Top secret, no foreign. Top secret cannot be shared with anyone from
foreign government. That's the highest level of security clearance that these kind of documents
can have put on them. Somehow ended up on the internet, one batch about a week ago today,
and another batch on Good Friday. It appears that the Pentagon
was warned about this shortly before these batches of documents appeared. They show that the U.S.
spies on everybody under the sun, including the Mossad, including President Zelensky,
including his intel people, and including his military people,
as well as, of course, Russia and China. They also show that Ukraine is in a far weaker
position militarily than the U.S. has ever acknowledged, to the point where the author
of these documents, we don't know who it is, opines that Ukraine's
air defenses will be down to near zero by the end of May. How has this been received in Europe,
particularly in the NATO countries, which are under pressure from President Biden
to provide cash and military assistance to Ukraine?
Well, first of all, there's been a great deal of nonsense talked about these documents,
which I guess is inevitable. People have watched sort of spy films and have their own ideas
on it. But it is a lot of nonsense about whether it is a deception operation,
whether these are legitimate or not.
I mean, quite clearly they're legitimate.
Quite clearly they are intelligence documents.
I can just tell you, you know, the initials and the set out and the layout,
even the language is a sort of art form that it's not easy to replicate. I mean,
it's learned over several years how to fill those in in the right way in the right form.
Now, I mean, I think the big sort of letting the cat out of the bag for many people is the fact
that, you know, intelligence assessments that have all these top secret and secret, no foreign use, and everyone
expects them to have something surprising, something extraordinary in it. In fact, they're
often quite banal. I used to get these and read these assessments. And really, I often didn't
bother because an intelligent reading of the open press would lead you to the same
conclusion that some of these intelligent five hours intelligent reports would show.

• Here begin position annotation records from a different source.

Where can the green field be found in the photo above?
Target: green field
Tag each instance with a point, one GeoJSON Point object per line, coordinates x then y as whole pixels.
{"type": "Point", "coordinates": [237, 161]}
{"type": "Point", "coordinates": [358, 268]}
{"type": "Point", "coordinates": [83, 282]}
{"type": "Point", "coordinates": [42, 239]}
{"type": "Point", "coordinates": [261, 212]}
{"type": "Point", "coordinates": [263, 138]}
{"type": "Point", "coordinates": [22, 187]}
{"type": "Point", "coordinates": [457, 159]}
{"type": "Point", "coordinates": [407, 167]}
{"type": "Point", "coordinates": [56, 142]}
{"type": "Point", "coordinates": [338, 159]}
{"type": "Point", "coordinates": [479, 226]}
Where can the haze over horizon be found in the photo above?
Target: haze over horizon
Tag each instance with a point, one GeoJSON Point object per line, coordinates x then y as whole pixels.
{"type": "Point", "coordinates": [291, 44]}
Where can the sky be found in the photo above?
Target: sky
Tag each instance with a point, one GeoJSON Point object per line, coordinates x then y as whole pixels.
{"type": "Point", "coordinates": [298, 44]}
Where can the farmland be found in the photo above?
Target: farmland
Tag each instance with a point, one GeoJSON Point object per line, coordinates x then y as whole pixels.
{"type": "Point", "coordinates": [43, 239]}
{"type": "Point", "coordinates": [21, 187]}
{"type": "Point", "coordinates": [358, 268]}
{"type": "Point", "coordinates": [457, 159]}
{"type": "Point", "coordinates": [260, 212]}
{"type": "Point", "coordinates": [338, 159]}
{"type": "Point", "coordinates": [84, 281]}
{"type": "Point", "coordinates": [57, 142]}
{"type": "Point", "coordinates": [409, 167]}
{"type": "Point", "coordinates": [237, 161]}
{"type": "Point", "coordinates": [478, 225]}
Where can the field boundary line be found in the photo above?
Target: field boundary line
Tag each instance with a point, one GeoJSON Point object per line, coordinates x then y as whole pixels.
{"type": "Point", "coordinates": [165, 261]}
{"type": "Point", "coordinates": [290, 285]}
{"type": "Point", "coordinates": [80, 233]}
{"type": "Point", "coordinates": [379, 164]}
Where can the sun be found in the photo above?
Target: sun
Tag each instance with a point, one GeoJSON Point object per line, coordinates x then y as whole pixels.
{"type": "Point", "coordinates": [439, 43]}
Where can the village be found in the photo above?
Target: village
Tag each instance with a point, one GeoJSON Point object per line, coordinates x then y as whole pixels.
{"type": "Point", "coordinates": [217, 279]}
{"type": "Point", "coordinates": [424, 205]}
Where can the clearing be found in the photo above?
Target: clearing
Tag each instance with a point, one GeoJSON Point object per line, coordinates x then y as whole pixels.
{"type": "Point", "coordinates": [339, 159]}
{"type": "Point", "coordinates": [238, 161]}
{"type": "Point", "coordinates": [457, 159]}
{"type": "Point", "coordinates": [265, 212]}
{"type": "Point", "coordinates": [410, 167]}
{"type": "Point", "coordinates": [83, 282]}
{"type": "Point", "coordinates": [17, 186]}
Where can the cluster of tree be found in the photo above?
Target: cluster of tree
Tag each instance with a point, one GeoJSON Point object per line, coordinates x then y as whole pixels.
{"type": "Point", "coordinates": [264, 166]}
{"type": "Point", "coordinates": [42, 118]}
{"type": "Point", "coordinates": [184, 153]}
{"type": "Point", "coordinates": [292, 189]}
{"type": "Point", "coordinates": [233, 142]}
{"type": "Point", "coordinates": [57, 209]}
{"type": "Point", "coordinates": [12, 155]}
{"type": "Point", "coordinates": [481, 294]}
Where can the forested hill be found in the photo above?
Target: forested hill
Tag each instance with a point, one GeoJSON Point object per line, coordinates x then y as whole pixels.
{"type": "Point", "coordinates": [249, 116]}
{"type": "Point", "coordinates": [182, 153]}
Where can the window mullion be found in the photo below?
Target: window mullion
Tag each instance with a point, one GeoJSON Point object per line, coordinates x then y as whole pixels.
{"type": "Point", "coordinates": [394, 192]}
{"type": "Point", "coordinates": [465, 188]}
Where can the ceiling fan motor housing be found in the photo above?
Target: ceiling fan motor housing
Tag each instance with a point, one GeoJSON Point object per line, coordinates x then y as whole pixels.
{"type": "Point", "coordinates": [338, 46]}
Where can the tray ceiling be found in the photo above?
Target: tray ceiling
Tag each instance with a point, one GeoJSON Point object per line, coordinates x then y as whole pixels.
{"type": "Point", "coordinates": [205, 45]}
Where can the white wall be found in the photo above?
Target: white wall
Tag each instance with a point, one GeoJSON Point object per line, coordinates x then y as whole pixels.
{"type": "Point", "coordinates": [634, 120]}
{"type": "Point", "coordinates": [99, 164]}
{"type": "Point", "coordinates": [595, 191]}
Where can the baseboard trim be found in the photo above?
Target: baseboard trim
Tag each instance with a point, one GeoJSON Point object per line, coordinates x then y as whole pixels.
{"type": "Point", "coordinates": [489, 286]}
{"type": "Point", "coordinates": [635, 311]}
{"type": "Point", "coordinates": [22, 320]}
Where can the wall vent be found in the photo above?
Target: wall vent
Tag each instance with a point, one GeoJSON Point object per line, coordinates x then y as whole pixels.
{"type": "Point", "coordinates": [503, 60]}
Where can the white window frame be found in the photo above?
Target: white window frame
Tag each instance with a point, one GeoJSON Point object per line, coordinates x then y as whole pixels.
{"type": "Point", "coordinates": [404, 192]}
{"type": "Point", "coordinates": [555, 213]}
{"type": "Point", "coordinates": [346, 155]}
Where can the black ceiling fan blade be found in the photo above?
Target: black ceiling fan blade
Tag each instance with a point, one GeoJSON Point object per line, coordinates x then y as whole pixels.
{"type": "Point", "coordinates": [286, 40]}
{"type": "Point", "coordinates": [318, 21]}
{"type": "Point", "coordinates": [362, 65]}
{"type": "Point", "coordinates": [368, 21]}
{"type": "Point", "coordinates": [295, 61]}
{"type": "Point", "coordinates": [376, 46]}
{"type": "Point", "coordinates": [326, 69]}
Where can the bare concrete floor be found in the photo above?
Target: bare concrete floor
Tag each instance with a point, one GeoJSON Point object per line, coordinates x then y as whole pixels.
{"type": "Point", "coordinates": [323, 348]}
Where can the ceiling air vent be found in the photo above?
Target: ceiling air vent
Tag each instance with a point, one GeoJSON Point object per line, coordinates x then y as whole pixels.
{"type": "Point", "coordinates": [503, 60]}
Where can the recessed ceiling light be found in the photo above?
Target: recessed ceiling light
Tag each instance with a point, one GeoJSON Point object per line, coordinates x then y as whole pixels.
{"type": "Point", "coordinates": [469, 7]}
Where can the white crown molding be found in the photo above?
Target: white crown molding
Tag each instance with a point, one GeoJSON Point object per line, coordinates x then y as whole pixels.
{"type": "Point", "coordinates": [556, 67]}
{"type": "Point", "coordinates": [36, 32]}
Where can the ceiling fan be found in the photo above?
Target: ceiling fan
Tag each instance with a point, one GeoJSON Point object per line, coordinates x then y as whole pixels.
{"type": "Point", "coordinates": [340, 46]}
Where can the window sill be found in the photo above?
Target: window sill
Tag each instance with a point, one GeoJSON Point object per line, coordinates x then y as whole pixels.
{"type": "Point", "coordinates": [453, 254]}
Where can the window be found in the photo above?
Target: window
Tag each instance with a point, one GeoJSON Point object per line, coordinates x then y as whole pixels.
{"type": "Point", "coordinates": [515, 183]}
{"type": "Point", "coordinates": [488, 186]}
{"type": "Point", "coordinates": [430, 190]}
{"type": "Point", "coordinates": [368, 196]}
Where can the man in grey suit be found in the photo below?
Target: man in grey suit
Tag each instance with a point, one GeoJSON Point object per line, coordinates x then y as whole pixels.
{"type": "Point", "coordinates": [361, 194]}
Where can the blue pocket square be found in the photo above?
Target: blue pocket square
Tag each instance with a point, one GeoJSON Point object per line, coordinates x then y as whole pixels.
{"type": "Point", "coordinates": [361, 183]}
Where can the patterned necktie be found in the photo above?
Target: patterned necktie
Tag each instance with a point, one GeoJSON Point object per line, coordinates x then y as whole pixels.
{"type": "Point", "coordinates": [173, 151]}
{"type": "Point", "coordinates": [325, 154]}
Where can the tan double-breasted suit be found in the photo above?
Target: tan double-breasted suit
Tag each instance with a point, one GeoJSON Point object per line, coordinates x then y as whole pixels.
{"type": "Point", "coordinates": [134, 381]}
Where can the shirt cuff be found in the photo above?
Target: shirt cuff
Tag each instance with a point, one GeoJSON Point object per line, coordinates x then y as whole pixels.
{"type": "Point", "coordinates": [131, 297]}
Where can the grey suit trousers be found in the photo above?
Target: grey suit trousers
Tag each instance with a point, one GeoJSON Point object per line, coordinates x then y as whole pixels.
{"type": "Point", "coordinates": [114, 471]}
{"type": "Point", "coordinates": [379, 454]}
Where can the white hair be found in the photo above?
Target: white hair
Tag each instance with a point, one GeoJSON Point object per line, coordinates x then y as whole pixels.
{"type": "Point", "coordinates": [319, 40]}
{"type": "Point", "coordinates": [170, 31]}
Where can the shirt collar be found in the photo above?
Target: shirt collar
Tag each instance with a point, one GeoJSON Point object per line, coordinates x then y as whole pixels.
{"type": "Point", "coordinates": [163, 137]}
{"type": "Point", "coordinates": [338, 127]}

And I think this is what we have with these documents. I mean, they don't tell us anything
startling, but nothing that is really new to what we did. But I think it is so that qualitatively
nothing new, but quantitatively was important. I mean, I think it did show two or three things,
very important. One is the ones you've just mentioned, that the amount of ammunition
is dire. I think the second thing that it told us that was really
significant in it, but we knew this, is that the air defense systems of Ukraine
were almost non-existent now. How did we know this? We knew this because we can see that the Russian Air Force is flying
and using dumb bombs in Devkir, in Bakhmut, and other parts,
and it is flying helicopters and fixed-wing aircraft freely,
and that means the air defenses have been destroyed.
So that's not new.
Everyone knew about the ammunition, the state of the ammunition.
Yes, they're worse than we did.
I think the thing that is quite intriguing for me, at least seeing it,
is how much the Ukrainians are keeping America in the dark
about the state of their actual military forces.
Because both in Germany and Britain and elsewhere, these units are being trained,
and they're trained as a team, I mean, to operate together with each other as a team.
Then they go back to Ukraine, and they go into a black box.
And then some of them go this way, some of them end up in another way and so you have no real clear idea from these documents actually how much of these
people are capable of a real offensive sharp end as opposed to logistics and backup and everything else
how many are experienced fighters because they some units they allow to bleed out
and then reform new units and right america really in the dark as to what actually ukraine has and
they're doing this deliberately obviously they're keeping this um so that america is not
very clear but i think the key message from all of this thing and this is why there's the the concern
but is it's quantitatively worse and this is probably why the the the documents were leaked
because it all looks from the documents that is's heading for a major debacle for the United States.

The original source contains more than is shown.